Aku hampir lupa bahwa Sofie dan Fiona masih saudara sepupu jadi jika Fiona mengadakan acara tentu saja dia akan mengundang Sofie. Aku tidak pernah bertemu dengannya lagi sejak hari dia membatalkan pernikahan kami. Ada yang bilang dia bekerja di Bali, ada yg bilang juga dia kembali ke London. Aku tahu, pasti sulit untuknya, dan jujur saja aku menyalahkan diriku sendiri karena mengiyakan ajakannya untuk menikah padahal aku tidak mencintainya. Kupikir saat itu aku akan bisa belajar mencintainya. Bodohnya adalah aku tidak menyadari bahwa aku mencintai Gwen.

Aku tersenyum getir saat ingat Gwen tiba-tiba pergi dua minggu menjelang pernikahanku. Tidak ada semangat hidup dan setiap hari yang kulakukan adalah memerintahkan anak buahku untuk mencari Gwen, kemudian pergi ke rumah Gwen dan memohon-mohon pada mamanya agar memberitahukan dimana Gwen berada. Sayangnya, mama Gwen dengan halusnya tutup mulut dan memilih menjawab tidak tahu dimana keberadaan putri tunggalnya.

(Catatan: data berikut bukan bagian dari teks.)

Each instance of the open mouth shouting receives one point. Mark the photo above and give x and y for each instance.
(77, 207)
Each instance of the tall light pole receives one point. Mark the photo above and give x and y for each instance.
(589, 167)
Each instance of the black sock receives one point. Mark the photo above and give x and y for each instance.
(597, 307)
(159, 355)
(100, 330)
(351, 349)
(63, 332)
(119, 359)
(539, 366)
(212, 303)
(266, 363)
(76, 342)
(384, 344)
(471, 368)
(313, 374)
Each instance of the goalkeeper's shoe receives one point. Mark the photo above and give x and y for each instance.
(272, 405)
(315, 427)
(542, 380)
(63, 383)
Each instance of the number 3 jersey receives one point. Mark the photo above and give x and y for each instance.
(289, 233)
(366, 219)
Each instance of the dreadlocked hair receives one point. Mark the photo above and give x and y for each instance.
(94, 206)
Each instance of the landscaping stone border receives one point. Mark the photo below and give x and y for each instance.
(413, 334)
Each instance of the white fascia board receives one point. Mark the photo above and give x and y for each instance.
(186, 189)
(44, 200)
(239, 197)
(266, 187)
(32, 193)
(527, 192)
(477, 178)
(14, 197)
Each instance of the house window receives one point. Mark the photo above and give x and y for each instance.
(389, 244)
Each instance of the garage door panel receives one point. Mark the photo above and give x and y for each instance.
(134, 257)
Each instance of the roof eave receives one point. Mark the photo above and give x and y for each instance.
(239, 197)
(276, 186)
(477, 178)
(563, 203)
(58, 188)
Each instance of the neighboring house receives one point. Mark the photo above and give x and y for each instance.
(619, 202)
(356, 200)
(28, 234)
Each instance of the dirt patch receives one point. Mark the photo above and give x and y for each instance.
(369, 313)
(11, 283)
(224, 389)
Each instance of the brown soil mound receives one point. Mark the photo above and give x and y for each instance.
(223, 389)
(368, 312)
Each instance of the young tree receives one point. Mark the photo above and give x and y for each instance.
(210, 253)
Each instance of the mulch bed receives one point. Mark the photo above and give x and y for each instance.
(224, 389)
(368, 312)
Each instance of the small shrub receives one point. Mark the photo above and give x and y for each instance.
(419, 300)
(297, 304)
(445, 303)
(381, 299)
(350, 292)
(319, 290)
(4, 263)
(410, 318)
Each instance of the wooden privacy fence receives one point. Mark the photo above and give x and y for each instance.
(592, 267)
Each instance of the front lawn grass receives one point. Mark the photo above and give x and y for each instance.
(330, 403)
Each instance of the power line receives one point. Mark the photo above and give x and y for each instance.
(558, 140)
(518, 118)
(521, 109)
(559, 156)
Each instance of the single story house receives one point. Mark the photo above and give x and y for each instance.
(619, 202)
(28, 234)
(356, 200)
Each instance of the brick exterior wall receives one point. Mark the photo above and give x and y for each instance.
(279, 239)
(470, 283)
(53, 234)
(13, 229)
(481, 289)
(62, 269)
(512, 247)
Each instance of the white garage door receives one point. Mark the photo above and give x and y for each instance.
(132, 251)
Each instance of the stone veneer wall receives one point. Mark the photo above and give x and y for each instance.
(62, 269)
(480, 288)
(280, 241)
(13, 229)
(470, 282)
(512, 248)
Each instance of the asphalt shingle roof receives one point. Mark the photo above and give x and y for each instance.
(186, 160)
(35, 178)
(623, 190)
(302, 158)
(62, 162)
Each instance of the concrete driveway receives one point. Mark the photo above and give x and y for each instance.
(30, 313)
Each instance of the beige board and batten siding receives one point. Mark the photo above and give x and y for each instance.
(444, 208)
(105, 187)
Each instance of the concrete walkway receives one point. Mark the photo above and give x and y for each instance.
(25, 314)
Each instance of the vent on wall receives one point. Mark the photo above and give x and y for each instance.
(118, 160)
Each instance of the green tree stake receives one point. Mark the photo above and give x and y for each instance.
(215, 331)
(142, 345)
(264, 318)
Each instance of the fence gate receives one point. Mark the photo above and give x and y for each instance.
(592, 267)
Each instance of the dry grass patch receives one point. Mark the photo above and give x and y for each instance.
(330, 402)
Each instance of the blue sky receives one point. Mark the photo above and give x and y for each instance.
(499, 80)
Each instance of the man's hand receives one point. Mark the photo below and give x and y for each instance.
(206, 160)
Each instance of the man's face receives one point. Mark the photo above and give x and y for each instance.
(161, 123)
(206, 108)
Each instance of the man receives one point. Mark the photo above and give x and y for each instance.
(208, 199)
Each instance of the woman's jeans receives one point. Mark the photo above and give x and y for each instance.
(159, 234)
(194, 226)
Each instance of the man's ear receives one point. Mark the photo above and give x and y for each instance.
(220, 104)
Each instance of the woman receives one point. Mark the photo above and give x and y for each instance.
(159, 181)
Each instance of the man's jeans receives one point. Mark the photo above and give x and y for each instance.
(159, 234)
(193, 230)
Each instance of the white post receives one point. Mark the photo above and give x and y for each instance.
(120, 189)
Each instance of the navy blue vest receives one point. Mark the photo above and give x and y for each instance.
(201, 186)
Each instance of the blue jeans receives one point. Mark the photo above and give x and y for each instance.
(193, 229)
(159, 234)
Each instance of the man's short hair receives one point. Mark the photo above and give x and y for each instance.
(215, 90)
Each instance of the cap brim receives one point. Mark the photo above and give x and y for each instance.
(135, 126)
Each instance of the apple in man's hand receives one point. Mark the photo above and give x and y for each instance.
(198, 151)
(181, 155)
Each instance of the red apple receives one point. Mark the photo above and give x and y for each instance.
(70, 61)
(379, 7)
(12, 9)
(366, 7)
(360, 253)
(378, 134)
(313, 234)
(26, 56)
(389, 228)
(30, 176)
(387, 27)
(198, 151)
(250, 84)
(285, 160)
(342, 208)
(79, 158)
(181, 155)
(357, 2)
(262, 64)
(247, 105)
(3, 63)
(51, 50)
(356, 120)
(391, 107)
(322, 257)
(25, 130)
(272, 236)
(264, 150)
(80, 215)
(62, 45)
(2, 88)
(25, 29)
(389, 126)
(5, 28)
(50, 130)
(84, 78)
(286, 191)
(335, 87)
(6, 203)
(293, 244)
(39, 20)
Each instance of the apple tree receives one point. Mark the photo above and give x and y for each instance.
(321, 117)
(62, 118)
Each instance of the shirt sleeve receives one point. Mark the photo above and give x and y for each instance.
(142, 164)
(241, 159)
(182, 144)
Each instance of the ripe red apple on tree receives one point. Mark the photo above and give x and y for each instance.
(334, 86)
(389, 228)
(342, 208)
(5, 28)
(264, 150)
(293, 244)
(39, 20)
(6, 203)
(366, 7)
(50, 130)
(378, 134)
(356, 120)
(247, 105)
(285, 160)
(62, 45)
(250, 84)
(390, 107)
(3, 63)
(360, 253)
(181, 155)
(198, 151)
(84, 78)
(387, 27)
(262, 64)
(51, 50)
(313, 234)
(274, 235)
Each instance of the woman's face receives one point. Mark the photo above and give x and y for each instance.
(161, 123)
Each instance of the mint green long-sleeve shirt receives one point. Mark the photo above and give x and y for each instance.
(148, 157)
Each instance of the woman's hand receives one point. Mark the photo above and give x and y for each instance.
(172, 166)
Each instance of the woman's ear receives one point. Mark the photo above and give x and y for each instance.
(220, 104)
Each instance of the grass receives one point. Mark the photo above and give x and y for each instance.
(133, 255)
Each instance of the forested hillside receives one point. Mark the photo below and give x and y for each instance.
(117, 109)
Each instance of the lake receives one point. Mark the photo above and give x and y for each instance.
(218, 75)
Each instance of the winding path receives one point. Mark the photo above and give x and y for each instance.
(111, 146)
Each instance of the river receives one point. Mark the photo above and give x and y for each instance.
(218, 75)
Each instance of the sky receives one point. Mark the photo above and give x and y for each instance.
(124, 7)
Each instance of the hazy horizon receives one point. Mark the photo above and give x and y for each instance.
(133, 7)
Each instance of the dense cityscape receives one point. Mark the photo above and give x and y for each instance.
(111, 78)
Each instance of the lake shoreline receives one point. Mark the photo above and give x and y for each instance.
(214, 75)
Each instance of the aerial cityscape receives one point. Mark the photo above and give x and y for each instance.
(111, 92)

Menjelang siang aku selalu meluncur ke kantor Gwen dan menemui Fiona disana. Aku harus mengatasi Fiona yang terus-menerus marah padaku karena mengakibatkan sahabatnya pergi. Dan sialnya setelah memarahiku, dia tetap tidak memberitahukan kemana Gwen pergi.

Seminggu lebih Gwen pergi dan aku sudah mulai beranjak gila. Sofie bahkan harus mengurus setiap detail urusan pernikahan kami sendirian, katakanlah aku egois dan jahat. Aku bahkan tidak pergi kerja selama dua minggu. Aku mengasingkan diri di apartemenku. Sampai di satu titik aku menyadari, mengapa aku bisa segila itu saat Gwen pergi? Kalau hanya sekedar menganggapnya sahabat mengapa aku sesakit ini. Baiklah, aku memang terkejut saat tahu Gwen meninggalkanku karena dia mencintaiku. Aku bukan terkejut dalam arti yang buruk, ada rasa hangat menelusup di hatiku saat itu, dan detik-detik terakhir barulah aku sadar bahwa Gwen adalah duniaku, parahnya lagi dia adalah oksigenku. Dia pergi dan dadaku sesak. Seberapa pun aku ingin tidak peduli dan melupakannya, pikiranku akan semakin dipenuhi olehnya. Benar-benar menyedihkan.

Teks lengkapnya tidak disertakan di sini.